The key to unraveling this mystery lies, of course, in decoding doe-eyed Jane’s skin ink. The first clue comes in the pilot episode when Jane—conveniently—translates a Chinese tattoo containing that day’s date and a location. Turns out the address belongs to some Chinese student who’s about to blow up the Statue of Liberty. (Our super clue-solving team deciphers that one from the bomber’s cryptic mention of “The Mother of Immigrants.”) Weller and Jane race to stop the bombing. Fortunately, Jane appears to be some sort of highly trained Navy SEAL with super combat skills in addition to her formidable language talents. (“No female has ever graduated SEAL training,” one Doubting Thomas points out. “Would they tell you if one did?” spouts someone else with impeccable logic. … Yes, they would, guys.) Anyway, the day is saved and mismatched buddy cops Weller and Jane live to crime-solve another day.

“Blindspot” is full to bursting of breathless action and deadly serious to a fault. Everybody is so busy running around and yelling at one another at high volume there’s no time to even crack a smile. Alexander has deserved a big break for a while now. She and her stunt double acquit themselves admirably. Stapleton, on the other hand, just looks mad to be here. Seriously. A major easing of tensions would help these characters grow on us.

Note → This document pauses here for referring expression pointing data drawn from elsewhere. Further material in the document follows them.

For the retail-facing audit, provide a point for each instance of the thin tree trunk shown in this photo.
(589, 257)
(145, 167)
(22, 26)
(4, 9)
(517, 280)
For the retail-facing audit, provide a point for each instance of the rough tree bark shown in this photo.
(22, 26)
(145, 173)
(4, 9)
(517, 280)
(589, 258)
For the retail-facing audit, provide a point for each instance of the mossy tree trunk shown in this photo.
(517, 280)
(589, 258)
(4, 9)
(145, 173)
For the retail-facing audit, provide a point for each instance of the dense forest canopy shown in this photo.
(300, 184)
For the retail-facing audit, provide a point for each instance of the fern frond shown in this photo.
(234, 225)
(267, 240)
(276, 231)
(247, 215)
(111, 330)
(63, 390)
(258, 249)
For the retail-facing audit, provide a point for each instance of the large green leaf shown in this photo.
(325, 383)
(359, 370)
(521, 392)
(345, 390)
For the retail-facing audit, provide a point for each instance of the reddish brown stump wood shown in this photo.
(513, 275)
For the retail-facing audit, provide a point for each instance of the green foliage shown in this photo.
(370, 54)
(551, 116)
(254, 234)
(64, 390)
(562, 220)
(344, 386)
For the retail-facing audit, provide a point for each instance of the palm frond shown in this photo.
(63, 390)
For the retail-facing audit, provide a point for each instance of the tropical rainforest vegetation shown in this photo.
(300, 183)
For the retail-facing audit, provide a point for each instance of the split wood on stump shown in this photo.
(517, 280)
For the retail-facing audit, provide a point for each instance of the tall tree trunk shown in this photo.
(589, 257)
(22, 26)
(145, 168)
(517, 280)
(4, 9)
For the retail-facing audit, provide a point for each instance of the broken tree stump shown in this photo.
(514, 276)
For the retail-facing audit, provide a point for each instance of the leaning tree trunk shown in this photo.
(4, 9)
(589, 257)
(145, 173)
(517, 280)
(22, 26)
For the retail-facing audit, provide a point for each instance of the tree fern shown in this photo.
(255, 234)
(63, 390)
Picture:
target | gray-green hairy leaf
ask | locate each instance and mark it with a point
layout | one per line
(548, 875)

The biggest problem for “Blindspot,” though, is it’s TV’s newest “magical crimesolver” show. Writers, no longer cognizant of how crimes get committed or solved, have turned to convenient, near-supernatural solutions. Shows use psychics, fake psychics, brain-eating zombies, supercomputers and even Sherlock Holmes himself to crack impossible crimes. Heck, TV went so far as to transform the sci-fi film
Limitless (about intelligence-enhancing drugs) into a generic detective show. All Weller and Jane have to do each week is look at one of her tattoos. A couple leaps of logic later, and it’s case closed. Sure, there are hints of a larger conspiracy. But that’s just a red herring allowing the show to pump out crime-of-the-week fiction. And TV’s got plenty of that already.

“Blindspot” airs Mondays at 9pm on KOB-4.